I tend to be a rule follower, but as the weeks have progressed I’ve struggled to find the balance between the intent and applicability of the Stay Home Order, especially regarding non-essential travel. I don’t want to be part of the RDATM (Rules Don’t Apply to Me) crowd but I also don’t want to be a social responsibility martyr. So after witnessing the number of vehicles on the roads and people visiting areas outside their neighborhoods, I decided I needed some thinking time.
I came to the following conclusions.
- Rules that apply to others don’t necessarily apply to me.
- I don’t live in a city or congested area.
- I don’t live in, nor plan to visit, a COVID-19 hotspot.
- There are three reasons for the order.
- Minimize spread of the virus.
- Minimize exposure to the virus.
- Minimize use of medical and emergency resources.
- I’m not spreading the virus as I’m avoiding exposure.
- I don’t socialize unless at least 6+ feet separate, although I had one accidental slip-up with the postman.
- I don’t shop as I’m using delivery service.
- I don’t exercise on high-use trails.
- I don’t go to public places, except to the local gas station where I take necessary precautions.
- I’m willing to take on a little risk of potentially needing life-saving resources, which admittedly means possibly exposing first responders unnecessarily.
- While neighborhood walking has nearly zero risk, there’s always the possibility of a dog bite.
- Bike riding, running, and paddleboarding are all my next choices and they too are fairly low risk of accident or injury but come with higher risk of social distancing issues.
- Hiking within a 10-mile radius includes risk of rattlesnake bites, biker/hiker collisions and poison oak encounters, as well as car accident.
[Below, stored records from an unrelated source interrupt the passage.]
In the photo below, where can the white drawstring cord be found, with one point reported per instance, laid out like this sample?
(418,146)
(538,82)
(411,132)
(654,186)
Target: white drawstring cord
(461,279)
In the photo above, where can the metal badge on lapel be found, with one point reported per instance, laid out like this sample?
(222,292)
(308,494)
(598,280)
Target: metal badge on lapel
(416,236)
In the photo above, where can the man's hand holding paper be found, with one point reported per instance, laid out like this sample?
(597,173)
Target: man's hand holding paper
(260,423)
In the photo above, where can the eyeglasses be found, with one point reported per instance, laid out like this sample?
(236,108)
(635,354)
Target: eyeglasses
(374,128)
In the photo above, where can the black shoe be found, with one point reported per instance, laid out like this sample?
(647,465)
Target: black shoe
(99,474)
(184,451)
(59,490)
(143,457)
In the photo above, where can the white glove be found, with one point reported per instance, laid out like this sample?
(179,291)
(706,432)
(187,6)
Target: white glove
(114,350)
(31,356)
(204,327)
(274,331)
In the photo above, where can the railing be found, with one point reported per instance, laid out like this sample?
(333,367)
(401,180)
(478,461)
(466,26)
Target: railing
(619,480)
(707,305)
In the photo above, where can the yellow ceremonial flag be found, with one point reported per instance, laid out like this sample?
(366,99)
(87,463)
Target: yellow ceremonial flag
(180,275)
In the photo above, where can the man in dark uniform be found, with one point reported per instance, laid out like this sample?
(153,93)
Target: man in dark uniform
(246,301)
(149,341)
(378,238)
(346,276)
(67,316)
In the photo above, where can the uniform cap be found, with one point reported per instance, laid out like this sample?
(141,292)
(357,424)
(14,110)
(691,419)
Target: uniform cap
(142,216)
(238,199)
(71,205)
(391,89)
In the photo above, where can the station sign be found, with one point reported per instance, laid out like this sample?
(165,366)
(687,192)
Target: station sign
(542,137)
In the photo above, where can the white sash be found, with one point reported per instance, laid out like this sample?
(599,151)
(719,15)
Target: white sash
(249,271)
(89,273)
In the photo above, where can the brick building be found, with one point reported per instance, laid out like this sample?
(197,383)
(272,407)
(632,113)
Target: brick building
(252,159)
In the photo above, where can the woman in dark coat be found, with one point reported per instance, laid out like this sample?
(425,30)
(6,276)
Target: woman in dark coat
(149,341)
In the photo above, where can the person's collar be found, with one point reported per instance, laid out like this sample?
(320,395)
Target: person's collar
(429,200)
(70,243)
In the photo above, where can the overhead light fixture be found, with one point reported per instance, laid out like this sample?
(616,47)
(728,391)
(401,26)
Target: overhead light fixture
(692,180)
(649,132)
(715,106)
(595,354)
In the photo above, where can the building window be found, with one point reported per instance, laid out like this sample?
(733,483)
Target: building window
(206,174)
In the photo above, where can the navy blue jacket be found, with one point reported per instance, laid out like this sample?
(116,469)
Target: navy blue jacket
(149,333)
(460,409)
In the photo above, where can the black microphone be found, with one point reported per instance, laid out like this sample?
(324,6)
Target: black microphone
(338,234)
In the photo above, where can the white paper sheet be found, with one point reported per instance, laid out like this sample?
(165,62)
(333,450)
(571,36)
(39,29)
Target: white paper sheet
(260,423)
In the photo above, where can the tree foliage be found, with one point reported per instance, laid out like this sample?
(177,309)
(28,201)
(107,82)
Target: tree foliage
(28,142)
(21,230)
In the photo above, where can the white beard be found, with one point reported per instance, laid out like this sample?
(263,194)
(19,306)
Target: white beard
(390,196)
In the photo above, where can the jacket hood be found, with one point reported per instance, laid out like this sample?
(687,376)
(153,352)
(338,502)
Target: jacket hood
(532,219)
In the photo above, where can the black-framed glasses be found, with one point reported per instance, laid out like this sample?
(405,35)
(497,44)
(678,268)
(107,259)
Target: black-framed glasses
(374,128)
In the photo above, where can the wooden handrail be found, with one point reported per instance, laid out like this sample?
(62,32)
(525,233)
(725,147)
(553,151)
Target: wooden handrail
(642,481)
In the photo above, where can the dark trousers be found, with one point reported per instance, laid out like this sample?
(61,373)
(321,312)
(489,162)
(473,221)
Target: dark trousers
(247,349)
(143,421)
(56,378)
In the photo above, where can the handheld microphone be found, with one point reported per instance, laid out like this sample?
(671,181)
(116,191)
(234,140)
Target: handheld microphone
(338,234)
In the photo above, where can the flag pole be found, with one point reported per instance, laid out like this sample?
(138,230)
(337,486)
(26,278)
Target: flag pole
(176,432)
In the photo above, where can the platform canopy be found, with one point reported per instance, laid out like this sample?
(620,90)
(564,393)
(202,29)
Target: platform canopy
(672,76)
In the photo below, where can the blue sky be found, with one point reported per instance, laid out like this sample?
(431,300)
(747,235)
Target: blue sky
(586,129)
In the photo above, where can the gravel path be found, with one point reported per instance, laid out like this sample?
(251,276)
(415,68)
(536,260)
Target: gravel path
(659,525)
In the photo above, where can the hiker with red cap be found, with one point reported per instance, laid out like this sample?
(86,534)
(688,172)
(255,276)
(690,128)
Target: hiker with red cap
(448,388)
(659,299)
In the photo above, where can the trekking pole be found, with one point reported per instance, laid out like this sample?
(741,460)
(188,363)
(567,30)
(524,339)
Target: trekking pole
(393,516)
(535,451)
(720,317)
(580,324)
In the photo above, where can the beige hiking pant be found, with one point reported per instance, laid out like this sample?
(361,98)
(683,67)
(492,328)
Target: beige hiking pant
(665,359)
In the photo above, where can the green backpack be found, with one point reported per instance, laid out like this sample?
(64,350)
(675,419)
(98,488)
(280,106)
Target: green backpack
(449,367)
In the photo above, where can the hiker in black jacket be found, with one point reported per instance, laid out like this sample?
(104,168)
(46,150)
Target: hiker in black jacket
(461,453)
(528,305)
- Hiking and backpacking on maintained trails within my extended backyard is higher risk than neighborhood walking.
- Yes, I could have a car accident or have a mechanical issue
- Yes, I could get injured
- What is my mental, physical and emotional health worth?
- Staying home locked in my tiny house most likely means gaining weight and getting depressed.
- Albeit it a bit selfish, choosing hiking and backpacking means extreme joy, happiness and overall wellness.
These are my choices. I anticipate they will continue to evolve. I respect everyone’s unique perspective. The one thing I won’t be doing is taunting others in situations different than mine by sharing photos and stories. I continue to find myself envious, jealous, judgmental and angry when friends post about their adventures. This is partially the impetus behind my personal tug of war and subsequently this post.
As Andrew Skurka said, “each of us need to independently consider the risk and our risk tolerance.” I’d rather take a few risks and live life selfishly than spend my time as a quarantined martyr. Call me a rebel. I’ll take this bear over COVID-19!